Tutorial
Something every animator should know, yet never gets taught. If you post videos online I recommend this tutorial. Codecs! Alpha Channels! Bitrate!
This is a lot of technical information that might turn your brain to soup, but I kept it as simple as I could. Animations are no different than PNGs and JPGs. Quality (and all your hard work) gets lost if you aren’t saving your video files a certain way. Please share this with your fellow animators – it’s something I wish I had known 10 years ago and only learned due to being around people who edit videos for a living.
The tutorial teaches the principles of exporting animations from any program.
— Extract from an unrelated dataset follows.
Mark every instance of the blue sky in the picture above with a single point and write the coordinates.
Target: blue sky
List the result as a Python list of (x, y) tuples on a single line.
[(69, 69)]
The apps I use as examples include Toon Boom Advanced, Adobe Premiere, Adobe Media Encoder, Magix Vegas Pro, and Flipaclip. If you use something else – and you probably do – this tutorial is still useful.
Additional Info
People will argue about ProRes vs Cineform vs DNxHR as an intermediate mezzanine codec. Any of them are good. As an animator I always choose intermediate over lossless – partly because I’m too lazy to install Lagarith Lossless again, and partly because there is no quality difference visible to the human eye between lossless and intermediate. You’re only protecting data you can’t see. Plus, animators usually don’t work with live action footage and have less to worry about as far as transcoding camera recordings.
Though I do use the lossless MOV Animation codec when exporting from Toon Boom Advanced because I always have to do further edits elsewhere, and MOV Animation is the only Toon Boom codec that survives my workflow without ugly interlacing.
Cheap animation programs (like Flipaclip) will only let you export lossy formats. There’s nothing you can do about it – but at least now you know why your art may not look as sharp if you edit that clip in another program, or if you send it to someone else for a collab.
The examples of complex animation worth the huge amount of extra time a 2-pass VBR export are Castlevania, Metal Gear Rising, and Zone of the Enders. I personally do not find 2-pass VBR worth the encode time since my animations are simple and destined for YouTube, not Netflix streaming.
I always suggest VBR over CBR for animators, unless the destination platform for your video demands CBR.